UPDATE Following the suggestion from @Dan and @SergeyBushmanov, I included shuffle and random_state

def run_nfold(X,y, classifier, scorer, cv,  n_repeats):
    results = []
    for n in range(n_repeats):
        for train_index, test_index in cv.split(X, y):
            x_train, y_train = X[train_index], y[train_index]
            x_test, y_test = X[test_index], y[test_index]
            classifier.fit(x_train, y_train)
            results.append(scorer(y_test, classifier.predict(x_test)))    
    return results
kf = KFold(n_splits=n_splits)
results_kf = run_nfold(X,y, classifier, scorer, kf, 10)
print('KFold mean = ', np.mean(results_kf))

kf_shuffle = KFold(n_splits=n_splits, shuffle=True, random_state = 11)
results_kf_shuffle = run_nfold(X,y, classifier, scorer, kf_shuffle, 10)
print('KFold Shuffled mean = ', np.mean(results_kf_shuffle))

rkf = RepeatedKFold(n_splits=n_splits, n_repeats = n_repeats, random_state = 111)
results_kf_repeated = run_nfold(X,y, classifier, scorer, rkf, 10)
print('RepeatedKFold mean = ', np.mean(results_kf_repeated)

produces

KFold mean =  0.9119255648406066
KFold Shuffled mean =  0.9505304859176724
RepeatedKFold mean =  0.950754100897555

Moreover, using Kolmogorov-Smirnov test:

print ('Compare KFold with KFold shuffled results')
ks_2samp(results_kf, results_kf_shuffle)
print ('Compare RepeatedKFold with KFold shuffled results')
ks_2samp(results_kf_repeated, results_kf_shuffle)

shows that KFold shuffled and RepeatedKFold (which looks it is is shuffled by default, you are right @Dan) are statistically the same, whereas the default non-shuffled KFold produces statistically significant lower result:

Compare KFold with KFold shuffled results
Ks_2sampResult(statistic=0.66, pvalue=1.3182765881237494e-10)

Compare RepeatedKFold with KFold shuffled results
Ks_2sampResult(statistic=0.14, pvalue=0.7166468440414822)

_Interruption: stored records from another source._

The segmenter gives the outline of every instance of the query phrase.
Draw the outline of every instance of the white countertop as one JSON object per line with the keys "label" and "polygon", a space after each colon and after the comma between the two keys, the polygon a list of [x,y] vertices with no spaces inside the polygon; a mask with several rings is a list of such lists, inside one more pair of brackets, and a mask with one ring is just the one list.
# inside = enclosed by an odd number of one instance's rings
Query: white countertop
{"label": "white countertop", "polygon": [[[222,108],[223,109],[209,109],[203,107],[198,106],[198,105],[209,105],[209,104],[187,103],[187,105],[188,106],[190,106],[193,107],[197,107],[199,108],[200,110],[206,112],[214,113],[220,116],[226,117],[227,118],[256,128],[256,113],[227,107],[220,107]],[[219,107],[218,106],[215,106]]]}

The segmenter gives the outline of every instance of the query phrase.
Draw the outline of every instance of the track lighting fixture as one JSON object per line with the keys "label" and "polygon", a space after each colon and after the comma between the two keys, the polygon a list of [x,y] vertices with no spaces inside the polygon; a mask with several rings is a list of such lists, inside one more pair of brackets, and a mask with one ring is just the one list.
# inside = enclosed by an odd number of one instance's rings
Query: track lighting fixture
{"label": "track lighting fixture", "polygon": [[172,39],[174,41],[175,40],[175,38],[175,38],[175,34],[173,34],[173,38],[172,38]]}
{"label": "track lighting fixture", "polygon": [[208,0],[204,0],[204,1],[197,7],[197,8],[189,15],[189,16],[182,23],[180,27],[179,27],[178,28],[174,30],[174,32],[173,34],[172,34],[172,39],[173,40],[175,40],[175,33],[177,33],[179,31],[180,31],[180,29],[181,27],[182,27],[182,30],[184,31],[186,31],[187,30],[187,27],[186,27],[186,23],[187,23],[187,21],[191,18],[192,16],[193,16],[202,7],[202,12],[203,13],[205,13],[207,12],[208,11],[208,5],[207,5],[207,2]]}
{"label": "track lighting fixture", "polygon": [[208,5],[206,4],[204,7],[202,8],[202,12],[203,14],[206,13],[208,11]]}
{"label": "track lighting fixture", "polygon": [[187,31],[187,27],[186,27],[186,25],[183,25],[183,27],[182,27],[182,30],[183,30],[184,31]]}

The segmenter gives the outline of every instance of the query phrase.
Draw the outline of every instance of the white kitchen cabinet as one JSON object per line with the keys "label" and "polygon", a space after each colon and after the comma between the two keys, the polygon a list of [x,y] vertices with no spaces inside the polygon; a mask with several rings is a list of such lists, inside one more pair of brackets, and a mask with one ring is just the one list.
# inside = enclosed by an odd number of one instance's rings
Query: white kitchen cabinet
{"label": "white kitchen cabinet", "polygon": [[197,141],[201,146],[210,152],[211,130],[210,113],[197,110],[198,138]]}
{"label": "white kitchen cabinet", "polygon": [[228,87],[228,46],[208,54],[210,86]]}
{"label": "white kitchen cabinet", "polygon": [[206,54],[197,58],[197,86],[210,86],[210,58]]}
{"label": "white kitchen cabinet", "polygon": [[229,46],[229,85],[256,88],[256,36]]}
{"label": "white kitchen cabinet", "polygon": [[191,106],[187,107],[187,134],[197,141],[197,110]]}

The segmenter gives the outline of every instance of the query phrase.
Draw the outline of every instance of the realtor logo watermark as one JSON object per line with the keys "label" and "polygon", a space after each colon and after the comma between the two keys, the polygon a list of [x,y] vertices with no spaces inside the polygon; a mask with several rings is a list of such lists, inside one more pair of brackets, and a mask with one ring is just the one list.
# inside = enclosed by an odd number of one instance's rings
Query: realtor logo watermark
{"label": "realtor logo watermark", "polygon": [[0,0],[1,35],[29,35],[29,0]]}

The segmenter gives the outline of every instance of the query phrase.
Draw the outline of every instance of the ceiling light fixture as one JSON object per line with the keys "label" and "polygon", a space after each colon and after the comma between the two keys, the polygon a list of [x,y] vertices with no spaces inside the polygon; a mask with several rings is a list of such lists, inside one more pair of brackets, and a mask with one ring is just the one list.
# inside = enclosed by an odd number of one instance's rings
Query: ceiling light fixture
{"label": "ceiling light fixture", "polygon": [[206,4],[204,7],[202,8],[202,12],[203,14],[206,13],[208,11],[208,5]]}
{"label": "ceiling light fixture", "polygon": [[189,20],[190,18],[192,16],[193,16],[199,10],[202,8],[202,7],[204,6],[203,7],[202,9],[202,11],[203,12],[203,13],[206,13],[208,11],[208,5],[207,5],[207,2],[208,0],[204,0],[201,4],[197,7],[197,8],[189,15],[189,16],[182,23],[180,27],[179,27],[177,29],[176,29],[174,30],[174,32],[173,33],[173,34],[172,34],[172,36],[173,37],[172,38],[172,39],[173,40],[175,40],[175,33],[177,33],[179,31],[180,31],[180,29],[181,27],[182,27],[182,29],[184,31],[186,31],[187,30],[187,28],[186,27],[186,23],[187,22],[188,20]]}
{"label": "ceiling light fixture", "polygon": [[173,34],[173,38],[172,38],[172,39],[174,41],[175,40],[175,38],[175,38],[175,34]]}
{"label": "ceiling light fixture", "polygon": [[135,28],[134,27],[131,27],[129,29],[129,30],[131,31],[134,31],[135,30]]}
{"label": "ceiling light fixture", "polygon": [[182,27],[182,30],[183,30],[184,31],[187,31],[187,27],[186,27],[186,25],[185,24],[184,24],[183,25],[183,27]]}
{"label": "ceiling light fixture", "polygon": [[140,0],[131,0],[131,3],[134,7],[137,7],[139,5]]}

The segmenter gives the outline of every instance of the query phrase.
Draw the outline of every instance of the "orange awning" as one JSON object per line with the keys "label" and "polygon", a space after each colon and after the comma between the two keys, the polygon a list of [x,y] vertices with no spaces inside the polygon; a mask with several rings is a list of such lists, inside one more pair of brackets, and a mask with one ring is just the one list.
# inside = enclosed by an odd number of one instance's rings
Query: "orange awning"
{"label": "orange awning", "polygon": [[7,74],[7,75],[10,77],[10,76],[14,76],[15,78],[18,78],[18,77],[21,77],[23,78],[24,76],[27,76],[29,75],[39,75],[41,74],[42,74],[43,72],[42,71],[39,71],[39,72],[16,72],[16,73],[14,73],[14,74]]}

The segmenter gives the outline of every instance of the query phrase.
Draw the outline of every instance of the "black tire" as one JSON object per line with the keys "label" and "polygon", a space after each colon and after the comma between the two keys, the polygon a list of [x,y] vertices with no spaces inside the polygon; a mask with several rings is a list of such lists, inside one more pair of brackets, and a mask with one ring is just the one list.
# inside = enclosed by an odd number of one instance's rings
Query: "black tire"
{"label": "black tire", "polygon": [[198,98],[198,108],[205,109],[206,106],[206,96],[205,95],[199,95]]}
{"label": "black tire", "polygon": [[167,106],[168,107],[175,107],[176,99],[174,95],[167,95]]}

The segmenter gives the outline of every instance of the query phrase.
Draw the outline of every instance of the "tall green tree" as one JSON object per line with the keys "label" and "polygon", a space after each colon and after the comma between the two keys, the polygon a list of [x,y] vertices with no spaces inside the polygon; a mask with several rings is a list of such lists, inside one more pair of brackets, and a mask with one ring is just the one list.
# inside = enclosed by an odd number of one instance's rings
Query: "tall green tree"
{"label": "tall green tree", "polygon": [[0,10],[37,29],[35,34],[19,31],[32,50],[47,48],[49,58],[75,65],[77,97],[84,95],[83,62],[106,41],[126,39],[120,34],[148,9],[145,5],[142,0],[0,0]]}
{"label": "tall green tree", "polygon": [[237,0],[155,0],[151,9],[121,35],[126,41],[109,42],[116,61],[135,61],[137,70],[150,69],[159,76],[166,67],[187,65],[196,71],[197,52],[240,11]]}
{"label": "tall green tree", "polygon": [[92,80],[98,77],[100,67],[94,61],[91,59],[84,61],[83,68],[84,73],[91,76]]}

Now, note that I used different random_state for KFold and RepeatedKFold. So, the answer, or rather the partial answer, is that the difference in results is due to shuffling vs non-shuffling. Which makes sense, since using different random_state can change the exact split, and it shouldn't change the statistical properties, like the mean of multiple runs.

I'm now confused by why shuffling causes this effect. I've changed the title of the question to reflect this confusion ( I hope it doesn't break any stackoverflow rules, but I don't want to create another question).

UPDATE I agree with @SergeyBushmanov's suggestion. I posted it as a new question


Solution

  • To make RepeatedKFold results similar to KFold you have to:

    np.random.seed(42)
    n = np.random.choice([0,1],10,p=[.5,.5])
    kf = KFold(2,shuffle=True, random_state=42)
    list(kf.split(n))
    [(array([2, 3, 4, 6, 9]), array([0, 1, 5, 7, 8])),
     (array([0, 1, 5, 7, 8]), array([2, 3, 4, 6, 9]))]
    
    kfr = RepeatedKFold(n_splits=2, n_repeats=1, random_state=42)
    list(kfr.split(n))
    [(array([2, 3, 4, 6, 9]), array([0, 1, 5, 7, 8])),
     (array([0, 1, 5, 7, 8]), array([2, 3, 4, 6, 9]))]
    

    RepeatedKFold uses KFold to generate folds, you only need to make it sure both have similar random_state.